Système de soins à domicile : quels intervenants ?

Plusieurs professions médicales ou paramédicales peuvent intervenir dans la dispense des soins à domicile notamment en étant regroupées en service de soins infirmiers à domicile.

Plusieurs intervenants médicaux ou paramédicaux œuvrent dans le cadre du système de soins à domicile. La personne âgée peut s'adresser à des centres d'informations pour connaître les possibilités qui lui sont offertes en termes d'offre de soins.

La pluralité des intervenants

Les professionnels intervenants dans une prestation de soins à domicile peuvent être :

  • des médecins généralistes ;
  • des infirmières ;
  • des aides soignants ;
  • des auxiliaires médicaux : diététiciens, orthophonistes, etc.

L'accès à l'information sur les soins a domicile

Les familles et personnes âgées désireuses d'organiser maintien et soins à domicile peuvent trouver des informations utiles sur ce point auprès des :

  • centres locaux d'information et de coordination (CLIC) :
    • ce sont des lieux d'information de proximité à destination des personnes âgées et de leur entourage,
    • concrètement, ce sont des guichets d'accueil, conseil et orientation des personnes âgées quant à la prise en charge des situations complexes qu'elles peuvent rencontrer.
  • réseaux gérontologiques :
    • ils aident à l'organisation de l'accompagnement à domicile de la personne âgée en termes de soins et de suivi social,
    • regroupent des professionnels de la santé et du social au sein d'une association,
  • centres communaux d'action sociale (CCAS).

Les services de soins infirmiers à domicile (SSIAD)

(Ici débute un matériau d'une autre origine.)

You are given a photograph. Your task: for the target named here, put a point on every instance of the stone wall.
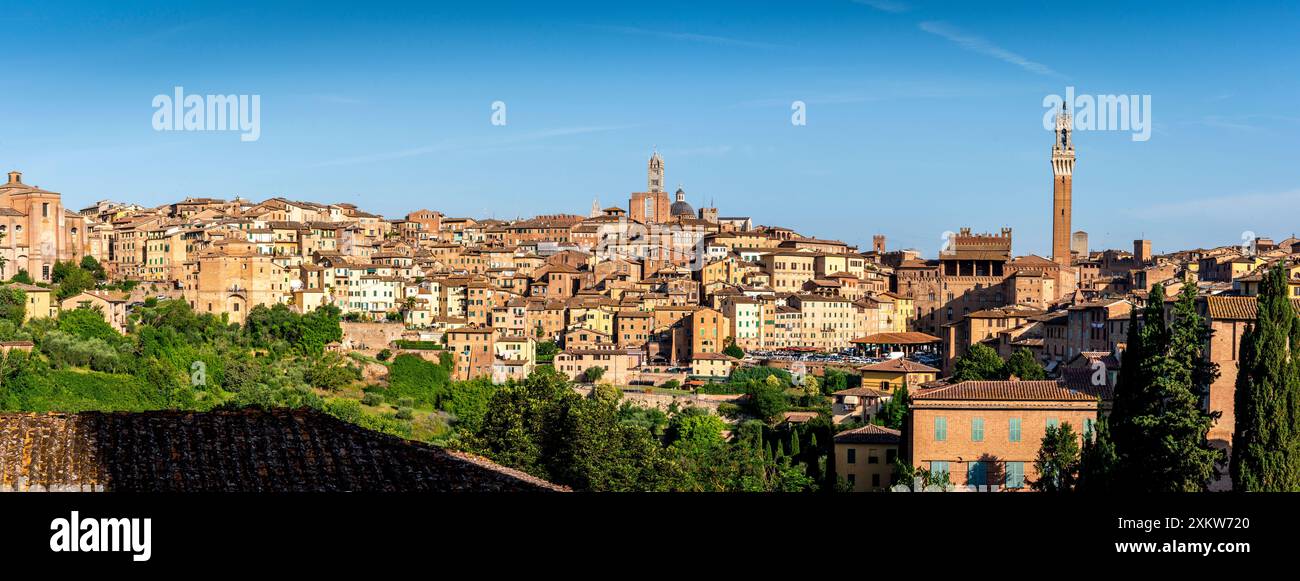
(371, 337)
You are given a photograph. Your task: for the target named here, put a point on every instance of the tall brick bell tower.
(1062, 172)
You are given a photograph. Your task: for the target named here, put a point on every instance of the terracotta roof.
(869, 433)
(245, 450)
(1044, 390)
(897, 338)
(862, 393)
(1235, 308)
(900, 364)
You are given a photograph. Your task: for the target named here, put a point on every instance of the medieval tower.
(1062, 172)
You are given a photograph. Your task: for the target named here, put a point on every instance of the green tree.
(1023, 365)
(811, 386)
(733, 350)
(893, 413)
(1097, 460)
(768, 400)
(87, 324)
(546, 351)
(72, 280)
(1266, 434)
(1058, 460)
(94, 268)
(979, 363)
(1158, 423)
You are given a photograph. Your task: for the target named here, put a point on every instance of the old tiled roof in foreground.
(245, 450)
(1041, 390)
(869, 433)
(1235, 308)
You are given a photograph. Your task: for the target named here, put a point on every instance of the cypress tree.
(1097, 463)
(1268, 393)
(1158, 424)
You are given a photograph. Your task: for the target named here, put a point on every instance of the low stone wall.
(371, 337)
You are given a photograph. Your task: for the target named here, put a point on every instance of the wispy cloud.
(982, 46)
(469, 144)
(885, 5)
(1240, 211)
(689, 37)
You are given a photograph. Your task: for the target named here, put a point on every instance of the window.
(1015, 475)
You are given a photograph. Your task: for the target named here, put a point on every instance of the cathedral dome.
(681, 207)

Les services de soins infirmiers à domicile assurent aux personnes âgées malades et/ou dépendantes :

  • les soins infirmiers et d'hygiène générale ;
  • les concours nécessaires à l'accomplissement des actes essentiels de la vie ;
  • voire, éventuellement, d'autres soins relevant d'auxiliaires médicaux.

La création d'un service de soins infirmiers à domicile fait l'objet d'un arrêté préfectoral fixant le nombre de personnes âgées susceptibles d'être prises simultanément en charge et les noms des communes sur lesquelles le service est habilité à intervenir.

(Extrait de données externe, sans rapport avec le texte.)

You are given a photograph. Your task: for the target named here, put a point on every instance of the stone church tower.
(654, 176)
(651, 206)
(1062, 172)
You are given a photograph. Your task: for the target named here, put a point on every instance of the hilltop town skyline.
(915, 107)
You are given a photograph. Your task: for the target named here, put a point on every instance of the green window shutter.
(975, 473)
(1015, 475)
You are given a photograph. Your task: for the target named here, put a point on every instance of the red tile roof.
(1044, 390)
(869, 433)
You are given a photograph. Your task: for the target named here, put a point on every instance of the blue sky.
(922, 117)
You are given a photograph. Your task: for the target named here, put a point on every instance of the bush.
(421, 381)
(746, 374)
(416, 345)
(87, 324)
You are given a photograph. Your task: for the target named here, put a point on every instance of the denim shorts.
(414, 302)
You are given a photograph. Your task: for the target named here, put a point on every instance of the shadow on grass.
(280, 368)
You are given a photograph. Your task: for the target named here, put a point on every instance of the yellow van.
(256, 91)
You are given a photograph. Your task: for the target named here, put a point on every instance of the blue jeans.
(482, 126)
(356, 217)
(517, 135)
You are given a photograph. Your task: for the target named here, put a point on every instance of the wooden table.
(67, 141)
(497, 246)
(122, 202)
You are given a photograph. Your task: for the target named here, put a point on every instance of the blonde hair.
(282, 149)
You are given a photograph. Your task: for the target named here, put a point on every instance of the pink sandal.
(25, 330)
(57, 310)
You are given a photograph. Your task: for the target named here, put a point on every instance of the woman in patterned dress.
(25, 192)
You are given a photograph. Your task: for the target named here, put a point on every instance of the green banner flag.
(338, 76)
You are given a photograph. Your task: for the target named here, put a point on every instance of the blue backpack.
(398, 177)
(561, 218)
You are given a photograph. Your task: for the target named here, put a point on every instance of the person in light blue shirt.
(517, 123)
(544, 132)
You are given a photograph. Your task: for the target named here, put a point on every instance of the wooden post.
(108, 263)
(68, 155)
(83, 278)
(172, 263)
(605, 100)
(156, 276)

En général, les SSIAD sont gérés par :

  • des services hospitaliers publics ou privés ;
  • des centres communaux d'action sociale (CCAS) dans les grandes villes ;
  • des associations de soins à domicile (à ne pas confondre avec les associations de service à domicile).

Ils sont constitués :

  • d'au moins un infirmier coordonnateur pour assurer l'organisation des soins ;
  • des aides soignants qui assurent sous la responsabilité des infirmiers les soins de base et relationnels et les concours nécessaires à l'accomplissement des actes essentiels de la vie ;
  • des aides médico-psychologiques ;
  • d'autres auxiliaires médicaux, le cas échéant.